Pages: pp. 1121-1122
The 26th International Conference on Data Engineering, ICDE 2010, was held in Long Beach, California, during 1-6 March 2010. A program committee of 230 members evaluated the 523 research manuscripts submitted to the research track of ICDE, producing an outstanding technical program consisting of 69 full and 41 short research papers. These papers covered diverse topics ranging from data clouds to social networks and location-based services. The technical program also included industrial sessions, panels, demos, and tutorials. There were three thought-provoking keynote addresses, by Richard Winter and Pekka Kostamaa on Large Scale Data Warehousing: Trends and Observations, Jeffery Naughton on Lessons from the First 50 Years, Speculations for the Next 40, and Donald Kossmann on How New Is the Cloud?

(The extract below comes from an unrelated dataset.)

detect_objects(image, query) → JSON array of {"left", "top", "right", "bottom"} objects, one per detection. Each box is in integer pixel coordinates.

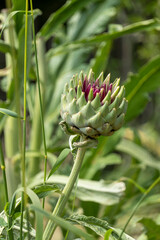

With the active encouragement and cooperation of Professor Beng Chin Ooi (Editor-in-Chief of the IEEE Transactions on Knowledge and Data Engineering) and the steering committee of ICDE, we have brought together the best of ICDE 2010 technical contributions in this special section of TKDE. Leveraging the inputs of the conference best-paper award committee, we identified seven contributions as being outstanding in their technical strength and presentation quality, and solicited extended versions from their authors to produce manuscripts with materially enhanced technical value. These extended submissions underwent a second round of reviews to ensure compliance with TKDE publication standards.
This special section begins with “Efficient Top-k Approximate Subtree Matching in Small Memory” by Nikolaus Augsten, Denilson Barbosa, Michael Böhlen, and Themis Palpanas, which received the Best Paper award at the conference. This study presents an elegant and comprehensive solution to the classical problem of identifying the subtrees in a data tree with the smallest edit distances from a given query tree. A detailed performance evaluation demonstrates that the proposed solution scales, both theoretically and empirically, to large XML repositories.
The second paper is “Usher: Improving Data Quality with Dynamic Forms” by Kuang Chen, Harr Chen, Neil Conway, Joseph Hellerstein, and Tapan S. Parikh, which received the Best Student Paper award at the conference. It presents principled and machine-learning-inspired techniques to address the crucial but largely unexplored problem of assuring data quality right at its very root, when humans enter data via forms. An evaluation on real-world data sets indicates that data quality can be improved considerably, and relatively inexpensively, using these techniques.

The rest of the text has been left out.